In an effort to embrace his growing American identity, the speaker persuades the family to have an American Thanksgiving with turkey and all the trimmings. He acts as a bridge between the two cultures. For his Spanish-speaking grandmother, he translates the instructions on the bag about how to prepare the marshmallows, and just before the meal he offers a “bilingual blessing” (Line 71). This conflict between the identity of the adults, and the identity of the boy evolves over the course of the poem, growing as the boy realizes, perhaps before his parents, that they were not returning to Cuba. He remembers that “Overheard conversations about returning, / had grown wistful and less frequent” (Lines 26-27), just as he notices his own acclimation to American culture. Much of the poem portrays the boy’s effort to embrace a new culture while his family clings to the old, just as the adult speaker recognizes the rich and supportive family traditions brought to the new country have their own value as well.

Generation Gap

There isa notable culture gap between the family of Cuban exiles and the country in which they now find themselves. Language, food, and music are all different. There is also a generation gap, because the young boy is far more attuned to U.S. history and culture than the rest of his family. He knows things that they do not. He speaks the new language, and whenever necessary acts as translator for the family. The generation gap, as well as the culture gap, can be discerned in the line, “I spoke English; my parents didn’t” (Line 28). The boy is, in a sense, living in a different world. This can also be seen when the young boy looks with dismay at the older men in the store who are constantly grumbling about their lives and looking back to another time and place when they were happy. The boy does not understand their attitude and has no sympathy for it.

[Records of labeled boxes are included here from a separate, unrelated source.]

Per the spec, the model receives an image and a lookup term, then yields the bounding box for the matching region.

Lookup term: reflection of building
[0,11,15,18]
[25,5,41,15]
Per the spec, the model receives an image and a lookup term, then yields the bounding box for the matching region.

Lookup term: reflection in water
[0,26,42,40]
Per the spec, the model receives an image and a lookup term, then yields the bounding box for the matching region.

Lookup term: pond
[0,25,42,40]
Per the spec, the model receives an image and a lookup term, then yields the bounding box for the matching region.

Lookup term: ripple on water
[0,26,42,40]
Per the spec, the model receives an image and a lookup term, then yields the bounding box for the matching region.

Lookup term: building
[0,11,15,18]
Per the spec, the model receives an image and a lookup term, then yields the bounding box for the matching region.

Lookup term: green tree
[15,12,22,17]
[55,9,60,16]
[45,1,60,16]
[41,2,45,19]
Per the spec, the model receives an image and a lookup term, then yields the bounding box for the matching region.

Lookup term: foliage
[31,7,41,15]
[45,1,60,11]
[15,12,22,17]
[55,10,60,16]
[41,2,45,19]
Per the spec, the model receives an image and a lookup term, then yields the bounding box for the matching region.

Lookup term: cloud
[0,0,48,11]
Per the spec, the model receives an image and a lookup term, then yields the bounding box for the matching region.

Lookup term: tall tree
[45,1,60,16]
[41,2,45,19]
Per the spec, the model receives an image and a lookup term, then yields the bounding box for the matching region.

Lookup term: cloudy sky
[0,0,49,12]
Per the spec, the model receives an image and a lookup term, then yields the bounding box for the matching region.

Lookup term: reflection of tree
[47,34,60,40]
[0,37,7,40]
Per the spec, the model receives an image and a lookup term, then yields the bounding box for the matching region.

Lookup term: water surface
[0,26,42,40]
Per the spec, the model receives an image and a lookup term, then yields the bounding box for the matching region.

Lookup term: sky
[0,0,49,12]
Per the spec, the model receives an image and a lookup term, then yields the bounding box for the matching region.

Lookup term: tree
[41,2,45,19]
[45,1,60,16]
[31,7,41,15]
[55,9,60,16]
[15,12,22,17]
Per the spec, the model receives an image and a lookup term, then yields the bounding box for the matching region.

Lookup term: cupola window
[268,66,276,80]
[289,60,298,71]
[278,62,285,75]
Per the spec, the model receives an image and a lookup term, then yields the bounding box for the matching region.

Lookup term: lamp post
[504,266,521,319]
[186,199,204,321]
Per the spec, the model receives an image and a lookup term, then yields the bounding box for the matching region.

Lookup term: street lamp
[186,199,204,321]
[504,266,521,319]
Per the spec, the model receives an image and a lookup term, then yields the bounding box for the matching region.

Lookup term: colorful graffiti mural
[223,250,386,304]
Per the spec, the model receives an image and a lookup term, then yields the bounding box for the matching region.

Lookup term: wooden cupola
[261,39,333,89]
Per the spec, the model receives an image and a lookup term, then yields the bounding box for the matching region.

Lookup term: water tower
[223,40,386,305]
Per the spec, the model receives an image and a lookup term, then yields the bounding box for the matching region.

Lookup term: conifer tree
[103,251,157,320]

He is young and can only look forward; he simply wants to get along in the country that he thinks of as home. “By seven I had grown suspicious—we were still here” (Line 25), he says, which also suggests the generation gap: the boy no longer accepts at face value the things the adults say.

Part of what is informing the young boy’s admiration for his new country is the television shows he watches at home. The shows he watches, like The Brady Bunch, The Donna Reed Show, the Dick Van Dyke Show, and The Patty Duke Show, all portray white American families, living in the suburbs in comfortable and profitable communities. Each family has a maid and/or an idealized housewife running the household, and the girls and boys in the show define an idea of childhood for the generations of Americans watching the show. These programs would have presented a sharp contrast to the speaker’s Latino background and multi-cultural surroundings, and would have been completely foreign to the child’s adult parents.